Questionné sur le financement de la recherche concernant des produits du tabac moins dommageables à la santé, l'ancien ministre a dit que les intérêts des parties étaient inconciliables. Pourtant, il s'est soucié à la même époque d'éviter une duplication de ces recherches, et a souhaité une coordination.
Dépendance, libre choix et compensation
M. Lalonde a aussi expliqué que la prohibition stricte des produits du tabac n'aurait pas été plus « écoutée » par la population canadienne que la prohibition de l'alcool aux États-Unis dans les années 1920.
Parce que le tabagisme est une dépendance ? Marc Lalonde n'a pas dit un mot qui aille dans ce sens. L'ancien ministre de la Santé a plutôt parlé de la liberté de choix des consommateurs.
En fait, le témoin Lalonde a prononcé une dizaine de fois le mot choix, et a collé au discours de l'industrie qui rend les fumeurs responsables de leur sort, puisque « le tabac est un produit légal » (un autre refrain de l'industrie).
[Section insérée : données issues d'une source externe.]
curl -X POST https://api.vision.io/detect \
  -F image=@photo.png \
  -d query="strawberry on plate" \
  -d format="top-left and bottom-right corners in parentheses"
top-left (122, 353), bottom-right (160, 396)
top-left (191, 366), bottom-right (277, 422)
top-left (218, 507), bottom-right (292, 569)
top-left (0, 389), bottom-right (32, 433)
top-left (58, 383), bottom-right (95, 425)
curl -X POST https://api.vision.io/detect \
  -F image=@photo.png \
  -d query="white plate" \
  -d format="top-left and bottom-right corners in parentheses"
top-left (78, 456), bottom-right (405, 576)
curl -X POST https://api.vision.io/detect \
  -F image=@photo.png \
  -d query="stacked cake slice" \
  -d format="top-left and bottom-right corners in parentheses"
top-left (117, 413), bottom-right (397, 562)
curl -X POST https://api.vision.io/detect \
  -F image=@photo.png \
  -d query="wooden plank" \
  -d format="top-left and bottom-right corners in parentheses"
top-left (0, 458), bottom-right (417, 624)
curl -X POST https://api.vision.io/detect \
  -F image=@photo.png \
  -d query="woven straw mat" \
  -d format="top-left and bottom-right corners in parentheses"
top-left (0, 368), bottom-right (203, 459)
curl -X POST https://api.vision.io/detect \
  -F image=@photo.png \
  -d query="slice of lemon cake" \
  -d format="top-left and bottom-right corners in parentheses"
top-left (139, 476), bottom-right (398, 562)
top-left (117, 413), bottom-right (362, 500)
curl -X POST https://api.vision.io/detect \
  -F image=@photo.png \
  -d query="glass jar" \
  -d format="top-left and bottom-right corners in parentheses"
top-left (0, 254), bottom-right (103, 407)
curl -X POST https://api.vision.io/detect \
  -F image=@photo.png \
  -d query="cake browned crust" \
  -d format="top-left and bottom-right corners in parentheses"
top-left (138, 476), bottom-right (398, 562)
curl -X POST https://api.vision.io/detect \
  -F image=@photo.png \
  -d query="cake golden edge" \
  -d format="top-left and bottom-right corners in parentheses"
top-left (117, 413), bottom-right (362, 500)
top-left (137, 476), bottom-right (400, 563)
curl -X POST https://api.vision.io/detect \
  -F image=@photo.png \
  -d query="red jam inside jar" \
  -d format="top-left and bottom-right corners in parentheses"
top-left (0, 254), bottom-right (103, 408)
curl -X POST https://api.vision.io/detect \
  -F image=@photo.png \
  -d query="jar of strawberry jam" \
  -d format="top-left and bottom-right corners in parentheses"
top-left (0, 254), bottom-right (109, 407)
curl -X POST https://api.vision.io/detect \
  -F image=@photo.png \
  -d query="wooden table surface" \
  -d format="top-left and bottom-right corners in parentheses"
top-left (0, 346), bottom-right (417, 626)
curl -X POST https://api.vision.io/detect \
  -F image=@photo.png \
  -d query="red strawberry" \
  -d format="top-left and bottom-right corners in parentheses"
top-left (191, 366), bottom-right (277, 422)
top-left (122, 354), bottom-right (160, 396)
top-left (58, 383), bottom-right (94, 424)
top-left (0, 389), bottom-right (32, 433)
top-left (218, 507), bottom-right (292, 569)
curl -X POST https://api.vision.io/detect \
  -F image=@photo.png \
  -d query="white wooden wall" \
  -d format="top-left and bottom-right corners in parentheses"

Après plusieurs témoins qui étaient aussi imprévisibles que la dynamite mouillé, le témoin Lalonde est le premier témoin de l'industrie à avoir bien compris sa leçon et à ne pas avoir besoin d'une laisse.
Cela ne diminue pas le mérite de Me Côté, toujours aussi bien préparée, qui a pu faire dire à M. Lalonde que Paul Paré, l'ancien président d'Imperial et du Conseil canadien des fabricants de produits du tabac (CTMC) essayait de concilier les intérêts de l'industrie et ceux de la santé publique.
L'ancien ministre de la Santé a aussi dit que des membres de l'industrie lui prédisaient en avril 1973 que la baisse de la teneur en nicotine des cigarettes ferait augmenter d'autant le nombre de cigarettes fumées. C'est le ministère qui était sceptique.
Le témoignage de Marc Lalonde se poursuit aujourd'hui.
Un contre-interrogatoire par un avocat des recours collectifs suivra les questions possibles des procureurs de Rothmans, Benson & Hedges et de JTI-Macdonald.